Feature job orchestration is initiated when a feature is deployed and continues until the feature deployment is disabled, ensuring the feature store consistently possesses the latest values for each feature.
Concept: Feature job setting¶
The Feature Job Setting in FeatureByte captures essential details about batch feature computations for the online feature store, including the frequency and timing of the batch process, as well as the assumed blind spot for the data. This helps to maintain consistency between offline and online feature values and ensures accurate historical serving that reflects the production environment. The setting comprises three parameters:
- The frequency parameter specifies how often the batch process should run.
- The time_modulo_frequency parameter defines the timing from the end of the frequency time period to when the feature job commences. For example, a feature job with the following settings (frequency 60m, time_modulo_frequency: 130s) will start 2 min and 10 seconds after the beginning of each hour: 00:02:10, 01:02:10, 02:02:10, …, 15:02:10, …, 23:02:10.
- The blind_spot parameter sets the time gap between feature computation and the latest event timestamp to be processed.
Case study: A data warehouse refreshes each hour. The data refresh starts 10 seconds after the hour and is usually finished within 2 minutes. Sometimes the data refresh misses the latest data, up to a maximum of the last 30 seconds at the end of the hour. Therefore the feature job settings will be:
- frequency: 60m
- time_modulo_frequency: 10s + 2m + 5s (a safety buffer) = 135s
- blind_spot: 30s + 10s + 2m + 5s = 165s
To accommodate changes in source data management, Feature Job Setting supports versioning of both features and feature lists. The scheduling information and blind spot are stored in the Feature Job Setting metadata associated with each feature.

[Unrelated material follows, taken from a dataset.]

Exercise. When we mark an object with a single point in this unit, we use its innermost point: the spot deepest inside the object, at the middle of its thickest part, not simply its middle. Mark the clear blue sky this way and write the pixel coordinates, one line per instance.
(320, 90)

While Feature Jobs are primarily designed to support online requests, this information is also used during historical requests to minimize offline-online inconsistency.

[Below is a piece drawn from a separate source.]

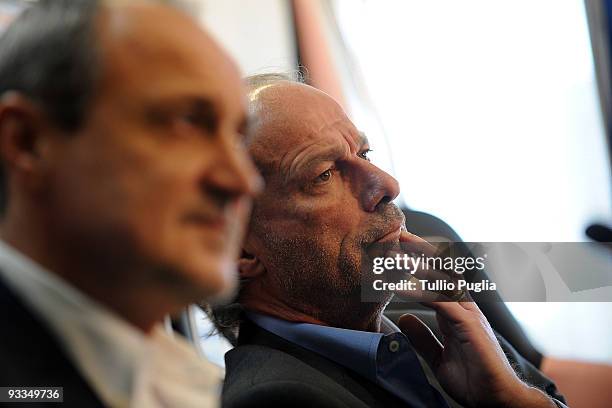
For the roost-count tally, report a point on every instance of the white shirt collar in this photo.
(123, 365)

Concept: Feature job setting recommendations¶
FeatureByte automatically analyzes data availability and freshness of an event table in order to suggest an optimal setting for scheduling Feature Jobs and associated Blind Spot information.
This analysis relies on the presence of record creation timestamps in the source table, typically added when updating data in the warehouse. The analysis focuses on a recent time window, such as the past four weeks.

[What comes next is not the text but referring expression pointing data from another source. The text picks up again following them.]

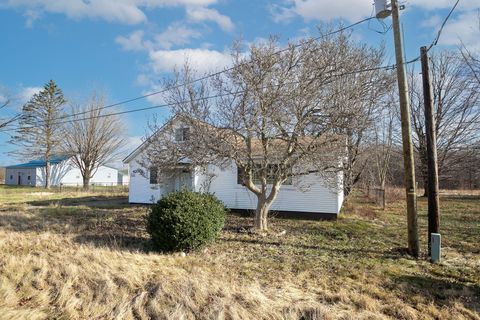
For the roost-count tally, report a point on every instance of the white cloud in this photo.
(132, 143)
(133, 42)
(323, 10)
(199, 14)
(445, 4)
(351, 10)
(202, 60)
(123, 11)
(464, 29)
(176, 34)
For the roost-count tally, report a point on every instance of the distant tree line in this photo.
(48, 126)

FeatureByte estimates the data update frequency based on the distribution of time intervals among the sequence of record creation timestamps. It also assesses the timeliness of source table updates and identifies late jobs using an outlier detection algorithm. By default, the recommended scheduling time takes late jobs into account.
To accommodate data that may not arrive on time during warehouse updates, a blind spot is proposed for determining the cutoff for feature aggregation windows, in addition to scheduling frequency and time of the Feature Job. The suggested blind spot offers a percentage of late data closest to the user-defined tolerance, with a default of 0.005%.
To validate the Feature Job schedule and blind spot recommendations, a backtest is conducted. Users can also backtest their own settings.
Example: Feature job settings analysis¶
# initialize the feature job settings for the invoice table
invoice_table.initialize_default_feature_job_setting()
Done! |████████████████████████████████████████| 100% in 12.1s (0.08%/s)
The analysis period starts at 2023-04-13 00:17:03 and ends at 2023-05-11 00:17:03
The column used for the event timestamp is Timestamp
The column used for the record creation timestamp in GROCERYINVOICE is record_available_at
STATISTICS ON TIME BETWEEN GROCERYINVOICE RECORDS CREATIONS
- Average time is 4209.777777777777 s
- Median time is 3600.0 s
- Lowest time is 3600.0 s
- Largest time is 28800.0 s
based on a total of 498 unique record creation timestamps.
The longer time between records creations are due to 173 MISSING UPDATES.